Take a look at this: Investigative reporter Jodi Kantor, maybe best known for her work on Harvey Weinstein, said, "So basically, Times reporters now must try to unearth the identity of an author that our colleagues in Opinion have sworn to protect with anonymity." Then she went on and later tweeted that she was simply reacting to a dramatic and unprecedented situation.
The internal feud within the paper again has compelled former Times public editor Margaret Sullivan to tweet: "It's a good day not to be the public editor of The New York Times." Sullivan was asked on Twitter by a colleague, "What would you say?" She simply replied, "I would carefully talk to the parties and then come to a crushingly tough-but-fair conclusion. Silly." We did reach out to The New York Times for comment on this and have not heard a response yet.
GLOR: Great tweet from Margaret Sullivan earlier.
NBC Nightly News
September 5, 2018
7:01 p.m. Eastern
LESTER HOLT: Good evening, everyone. President Trump is confronted tonight with what may be the most daunting opposition he's faced yet. This time it's coming from within his own ranks. The New York Times out this evening with a stunning and unsettling op-ed essay. It's an anonymous piece the paper says was written by someone it describes as a senior Trump administration official. The author claiming to be part of a wider resistance within the administration. “Trump appointees,” the writer says, committed to, quote, “thwarting Mr. Trump's more misguided impulses until he is out of office.” Just a short time ago the President reacting, calling the writer gutless. With more on the essay, here is NBC's Hallie Jackson.
[Cuts to video]
HALLIE JACKSON: An extraordinary alarm sounded from the inside out, jaw-dropping charges against the President by someone who says they work for him. An anonymous source describing a secret cluster of top aides, quote, “working diligently from within to frustrate parts of his agenda and his worst inclinations.”
JACKSON: At one point the official describes “early whispers within the cabinet of invoking the 25th Amendment” to remove the president “but no one wanted to precipitate a constitutional crisis.” Americans should know that there are adults in the room,” the person writes. “We fully recognize what is happening and we are trying to do what is right even when Donald Trump won't.”
HOLT: I want to bring in our political director, the moderator of Meet the Press Chuck Todd.

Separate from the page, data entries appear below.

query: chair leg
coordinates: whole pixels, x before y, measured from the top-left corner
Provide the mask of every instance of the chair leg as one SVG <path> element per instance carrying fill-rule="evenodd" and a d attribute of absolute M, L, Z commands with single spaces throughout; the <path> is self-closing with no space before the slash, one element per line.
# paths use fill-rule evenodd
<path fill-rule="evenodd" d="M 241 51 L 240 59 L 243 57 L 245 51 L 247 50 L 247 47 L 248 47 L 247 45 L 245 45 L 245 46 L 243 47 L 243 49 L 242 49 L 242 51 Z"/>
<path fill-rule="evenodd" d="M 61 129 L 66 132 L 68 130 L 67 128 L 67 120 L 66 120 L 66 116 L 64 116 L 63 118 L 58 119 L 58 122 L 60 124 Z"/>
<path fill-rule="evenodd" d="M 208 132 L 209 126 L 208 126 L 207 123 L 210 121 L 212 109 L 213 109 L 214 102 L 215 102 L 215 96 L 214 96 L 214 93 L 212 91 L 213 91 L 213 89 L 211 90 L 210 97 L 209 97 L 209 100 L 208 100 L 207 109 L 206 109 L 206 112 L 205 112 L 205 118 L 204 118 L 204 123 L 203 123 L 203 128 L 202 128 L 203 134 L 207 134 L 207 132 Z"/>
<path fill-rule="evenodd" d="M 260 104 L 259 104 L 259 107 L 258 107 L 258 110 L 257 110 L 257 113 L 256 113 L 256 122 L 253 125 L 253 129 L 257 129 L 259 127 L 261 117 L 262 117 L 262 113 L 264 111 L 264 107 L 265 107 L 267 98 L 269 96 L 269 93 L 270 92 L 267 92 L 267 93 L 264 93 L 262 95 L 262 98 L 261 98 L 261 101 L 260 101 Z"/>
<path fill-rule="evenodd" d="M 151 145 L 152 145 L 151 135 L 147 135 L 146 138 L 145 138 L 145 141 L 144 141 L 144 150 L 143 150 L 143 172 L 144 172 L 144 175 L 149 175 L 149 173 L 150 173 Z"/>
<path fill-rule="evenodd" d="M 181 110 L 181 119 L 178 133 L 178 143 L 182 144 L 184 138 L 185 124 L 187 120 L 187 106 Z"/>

Chuck, for folks watching at home, no matter where you stand on the President or his policies, should all Americans be shaken by this?
CHUCK TODD: And let me emphasize a couple things here. I think it matters how senior this person is. I think it matters that they need to answer why they chose to do it now. Did something happen recently that makes them think they need to do this now? Is this timed on purpose with the Woodward book in order to say: “Hey, I'm just here to confirm everything you're hearing about the Woodward book.”
I think a lot of things need to be known about the person because yes, Lester, I think we should be rattled that some unelected folks feel as if they have to run the country. If that's what’s happening, I think Congress at a minimum needs to get some answers as to why that’s happening.